As one of the most demanding elements of the game, horses take up a lot of physical and technical space. Indeed, even though they are adorable, our oldest buddies no longer meet our art standard, are no longer supported from a technical standpoint, can’t wear any new tack, and take up many resources in the game. So, finally, the decision was entirely clear, and the retirement process began with our Generation 1.5 Appaloosas and Akhal-Tekes.
So, will you get to keep the horses you already own? Will they also someday be removed from the game? There are no plans to touch the horses that players already own. As the game grows and evolves, that may need to change someday and we’ll work out a process then, but we don’t see that day coming now. We’ll continue the retirement process with a mixture of all the Generation 1, 1.5, and 2 horses. This will happen gradually over time, and we will continue to let players know in advance which horses will be leaving next!
Player Character Update
By Marie-Cécile Jacq – Producer
This month we’re thrilled to show you a sneak peek of our progress on skin colors and eye makeup. Please bear in mind: we’re still working on these, so the pictures we’re showing here aren’t the final render.

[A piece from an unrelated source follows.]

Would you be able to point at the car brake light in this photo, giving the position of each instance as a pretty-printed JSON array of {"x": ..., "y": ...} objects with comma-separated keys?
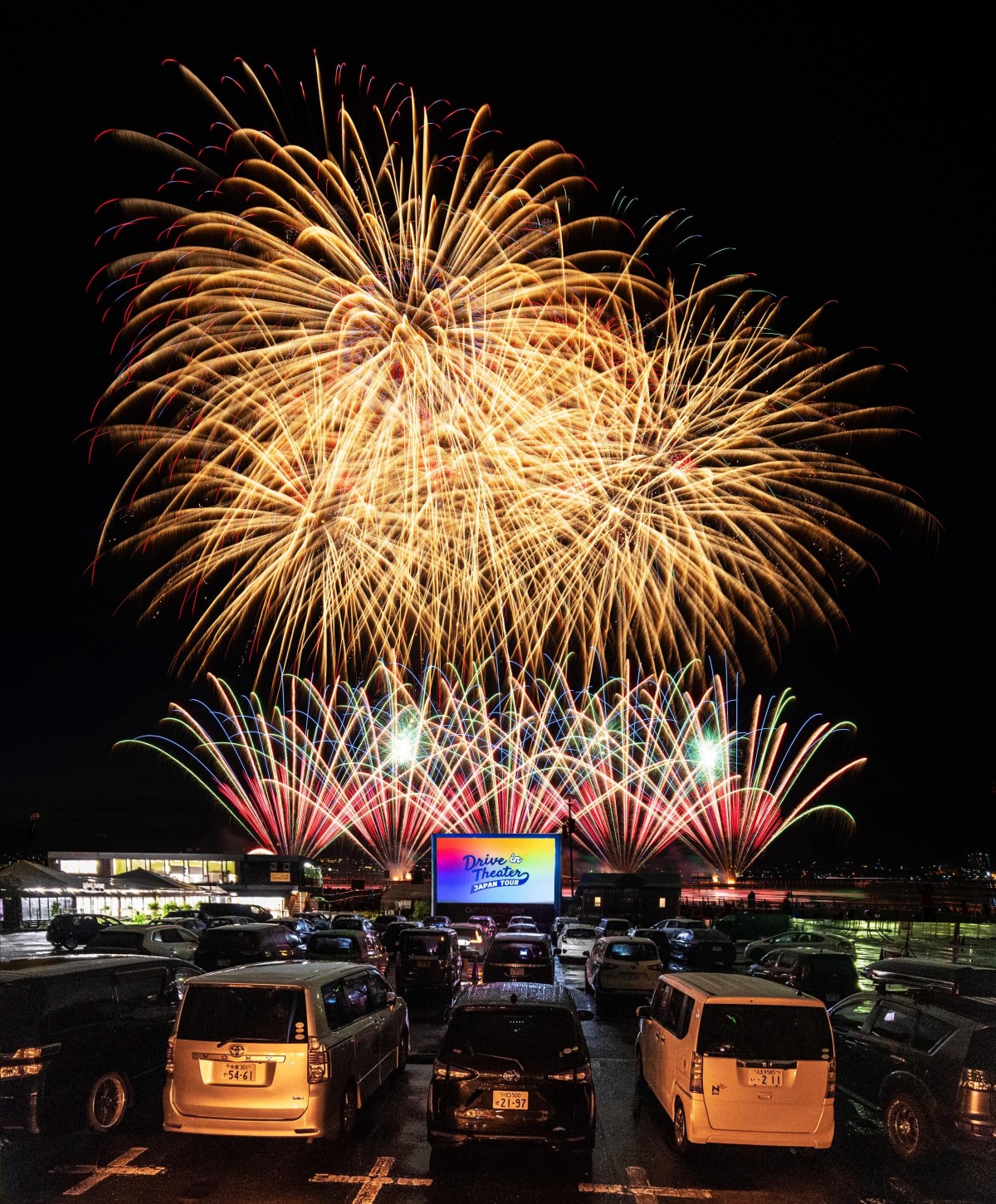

For technical reasons, we will start with releasing a range of twelve skin tone options. We really want to make sure each of them looks good, whatever the lighting in the environment is (night or day). For that, our great graphics programmer worked on a way to change how the skin looks depending on the time of the day, providing the artist with a whole new way to improve character skin render.
We’re very excited to show you this picture (showing a work in progress render), as it is the first time we’re releasing an in-game picture!
Celebrating the diversity also means offering a variety of eye shapes and eyelid types. But like in real life, depending on your eye shape, using make-up will produce a very different result. We’re still experimenting to find the best way to offer exciting make-up for every eye and eyelid type.
In the following picture you can see the work of our amazing 3D artist, where she’s testing the same make-up texture on different faces. We will have to try several solutions and choose the best one that will allow any player who wants to wear make-up to look amazing with it.
Wonderful writing! Hope you enjoyed this month’s edition of the blog! Hope you’re enjoying the Equestrian Festival. Remember, this year’s Festival comes to an end on the 3rd of May, so there is still some time left to experience all the festivities!